Retail Rocket Technologies

Since the 2012, when the first line of code of Retail Rocket was written, Retail Rocket engineering and data science team is passionate about changing the world of Ecommerce and making it truly personalized.

A few numbers briefly describing Retail Rocket:
• More than 80 servers (mostly in Germany).
• 100+ million unique visitors (unique cookies) processed per month.
• 1000+ webshops connected to Retail Rocket all over the world.
• 450000+ external requests per minute (on average).
• 45 man-years invested in the development.

Data science approach

The core of the Retail Rocket is identifying needs of webshop users by analyzing their behavior and product databases. Generation of real-time personalized recommendations requires using all the state of the art fundamental approaches and algorithms, including:

  • Content filtering.
  • Collaborative filtering.
  • Predictive analytics based on machine learning and Markov chains.
  • Bayesian statistics.
  • Real-time hybrid personalization algorithms.

… and many more.

Roman Zykov, Retail Rocket Chief Data Scientist, speaking during the RecSys 2016 annual conference @ MIT University (Boston)
Activity in the community of Data Science

Our engineering team is a very active member of the data science community with a number of publications and awards at the data science competitions, as well as talks at the notable industry events.




Analytics cluster

For machine learning we use Spark framework based on Hadoop Yarn platform – a cluster computing system using Scala – a functional programming language. As for native Hadoop components – we use Apache Flume for the data transferring, Mahout Machine Learning and Oozie scheduler.

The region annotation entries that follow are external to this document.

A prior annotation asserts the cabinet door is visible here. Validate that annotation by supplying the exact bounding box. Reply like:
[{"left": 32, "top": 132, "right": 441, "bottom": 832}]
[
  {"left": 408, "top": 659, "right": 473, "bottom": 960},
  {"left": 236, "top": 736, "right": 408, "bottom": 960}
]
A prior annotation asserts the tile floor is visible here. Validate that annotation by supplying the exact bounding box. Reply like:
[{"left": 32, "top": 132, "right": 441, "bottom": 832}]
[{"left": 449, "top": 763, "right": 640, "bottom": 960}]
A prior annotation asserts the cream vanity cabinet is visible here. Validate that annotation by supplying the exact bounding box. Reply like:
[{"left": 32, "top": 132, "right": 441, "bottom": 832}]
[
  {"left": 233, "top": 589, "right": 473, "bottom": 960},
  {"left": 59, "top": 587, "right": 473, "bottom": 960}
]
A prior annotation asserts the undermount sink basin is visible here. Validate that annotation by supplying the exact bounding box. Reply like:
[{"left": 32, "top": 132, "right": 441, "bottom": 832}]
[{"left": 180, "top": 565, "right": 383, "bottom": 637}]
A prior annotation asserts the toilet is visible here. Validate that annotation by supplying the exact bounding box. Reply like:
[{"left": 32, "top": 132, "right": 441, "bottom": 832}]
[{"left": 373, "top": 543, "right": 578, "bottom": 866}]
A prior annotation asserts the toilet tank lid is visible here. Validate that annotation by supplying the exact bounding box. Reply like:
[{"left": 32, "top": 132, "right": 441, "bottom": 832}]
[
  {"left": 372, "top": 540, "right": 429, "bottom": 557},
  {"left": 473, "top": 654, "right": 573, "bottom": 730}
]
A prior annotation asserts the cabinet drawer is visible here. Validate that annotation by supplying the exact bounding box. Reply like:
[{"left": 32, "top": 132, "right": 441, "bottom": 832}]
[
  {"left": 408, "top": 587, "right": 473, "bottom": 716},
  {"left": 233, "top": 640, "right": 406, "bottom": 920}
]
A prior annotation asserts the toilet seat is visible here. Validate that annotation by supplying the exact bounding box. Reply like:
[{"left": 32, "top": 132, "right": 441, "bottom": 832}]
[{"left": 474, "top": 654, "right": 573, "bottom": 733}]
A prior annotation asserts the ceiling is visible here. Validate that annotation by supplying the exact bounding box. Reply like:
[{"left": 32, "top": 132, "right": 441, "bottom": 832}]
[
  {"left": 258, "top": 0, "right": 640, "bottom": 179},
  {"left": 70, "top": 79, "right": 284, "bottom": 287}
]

Retail Rocket team supports a repository the GitHub with a number of interesting projects: Simple A/B-testing engine in JavaScript, Spark MultiTool Library for Scala, Hadoop cluster deploying scripts using Puppet.



Almost everything that a user interacts with, is processed by IIS web servers, the code is written in C #, Asp.Net MVC. Databases we use: Redis, MongoDB, PostgreSQL.

When we need to execute the interactions between distributed components, for example, for the calculation of the user segment based on the User-Agent (audience profiling) we use Thrift. And to build the data stream from the online webshops to various subsystems we use Flume transport, that was already mentioned above.

Development process

We are advocates of the continuous delivery methodology as the most efficient for our customers (as of today we are working with more than 1000 stores).

To support it we use a chain of technologies Git + GitLab + TeamCity with automated unit tests (1200+ as of the beginning of 2017), acceptance tests and code review procedures.